Table notes: Sites are lettered according to Figure 1 (official WOAC designations in parentheses), with sampling locations, dates, and times. At sites C and E, oblique net tows were also analyzed (in addition to vertical tows for all). Chemical measurements included salinity, chlorophyll fluorescence, pH, temperature, and dissolved oxygen, with ranges (and means).

. Vertical zooplankton tows were analyzed at every site, and oblique tows were additionally assessed for sites C and E.

Morphological identifications of the zooplankton were conducted using traditional microscopy following [16,66,68,69,70,71,72,73]. First, rare, larger organisms (usually >1 cm) were removed from the entire sample for identification and measurement. When densities were very high, samples were first quantitatively split with a Folsom splitter (Wildco^®, Science First^®, Yulee, FL, USA). Two 1-mL aliquots were then extracted for analysis from the whole (or split) sample using a Hensen–Stempel pipette (Wildco^®, Science First^®, Yulee, FL, USA). Finally, a larger aliquot (>10 mL) was taken to quantify mid-sized taxa that had not adequately been subsampled with smaller aliquots. All heterotrophic organisms in the subsamples were enumerated, identified, and differentiated by life history stage when possible using morphological characteristics. A minimum of 400 individuals were identified morphologically from each sample, using taxonomic keys and methodology that are standard to the JEK lab [16,66,68,69,70,71,72,73,74,75,76]. All samples were taxonomically analyzed by two highly-trained taxonomists who have been working on Salish Sea zooplankton for more than a decade. The taxonomists regularly cross-verify species identification between each other, and with taxonomists from outside the laboratory as needed, to maintain consistent, high-quality identifications.

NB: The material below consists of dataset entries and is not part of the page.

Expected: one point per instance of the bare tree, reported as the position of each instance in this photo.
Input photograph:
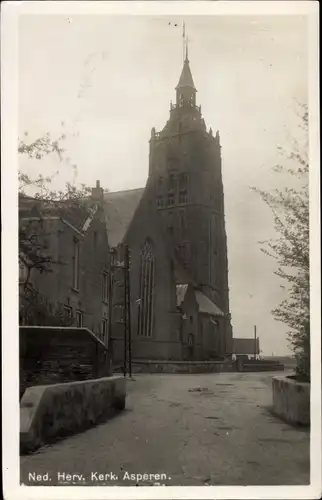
(290, 209)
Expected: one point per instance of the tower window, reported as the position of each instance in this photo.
(171, 182)
(159, 201)
(75, 264)
(146, 301)
(170, 200)
(183, 181)
(183, 197)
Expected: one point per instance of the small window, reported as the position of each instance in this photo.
(104, 328)
(160, 202)
(183, 181)
(119, 314)
(171, 182)
(23, 272)
(105, 287)
(170, 201)
(75, 264)
(183, 198)
(79, 319)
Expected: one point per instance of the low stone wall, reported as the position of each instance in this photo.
(258, 365)
(180, 366)
(53, 411)
(291, 400)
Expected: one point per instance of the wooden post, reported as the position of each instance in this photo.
(128, 307)
(125, 312)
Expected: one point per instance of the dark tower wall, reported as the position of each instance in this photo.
(186, 177)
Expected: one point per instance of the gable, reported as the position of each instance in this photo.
(119, 209)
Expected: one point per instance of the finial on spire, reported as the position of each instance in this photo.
(185, 42)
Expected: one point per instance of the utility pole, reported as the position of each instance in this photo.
(110, 300)
(127, 314)
(128, 305)
(125, 317)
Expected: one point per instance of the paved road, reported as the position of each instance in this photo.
(196, 429)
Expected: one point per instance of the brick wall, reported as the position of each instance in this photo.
(56, 355)
(57, 286)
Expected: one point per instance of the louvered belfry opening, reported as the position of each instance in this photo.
(146, 304)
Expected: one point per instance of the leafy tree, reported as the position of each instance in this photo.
(290, 209)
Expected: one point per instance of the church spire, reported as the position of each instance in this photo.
(186, 79)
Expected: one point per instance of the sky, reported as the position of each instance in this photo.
(105, 81)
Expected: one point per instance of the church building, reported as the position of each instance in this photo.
(175, 232)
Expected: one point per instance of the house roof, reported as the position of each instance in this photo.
(206, 305)
(119, 208)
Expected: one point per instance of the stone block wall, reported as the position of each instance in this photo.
(50, 355)
(50, 412)
(291, 400)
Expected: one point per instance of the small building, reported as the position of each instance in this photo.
(64, 264)
(245, 347)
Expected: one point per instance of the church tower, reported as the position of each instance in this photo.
(185, 175)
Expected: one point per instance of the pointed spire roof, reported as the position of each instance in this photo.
(186, 76)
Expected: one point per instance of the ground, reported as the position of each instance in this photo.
(196, 429)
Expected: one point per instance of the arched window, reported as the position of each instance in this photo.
(146, 302)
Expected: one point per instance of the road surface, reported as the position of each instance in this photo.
(212, 429)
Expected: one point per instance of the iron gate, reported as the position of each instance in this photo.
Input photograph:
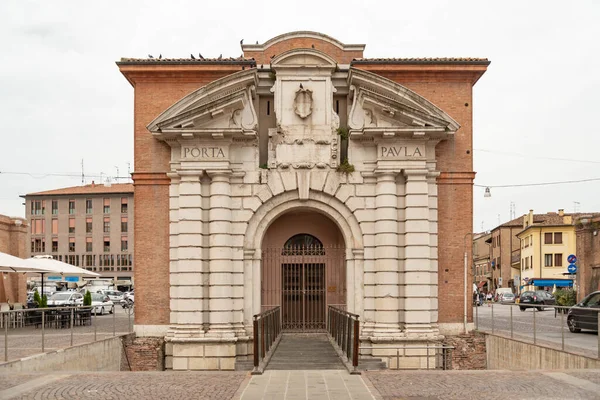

Density (#m⁻³) was calculated from counts and the volume of water filtered. For small organisms, density was converted to carbon biomass using published values for average carbon per individual. For organisms that varied greatly in size within given life stages, up to 30 individuals were measured per stage and sampled to convert size to biomass using the length: carbon relationship [16,66]. Biomass was the primary morphological metric used for comparisons with the numbers (proportions) of sequence reads from metabarcoding; both numbers of individuals and biomass are reported here for morphology in our Figures and Supplementary Materials.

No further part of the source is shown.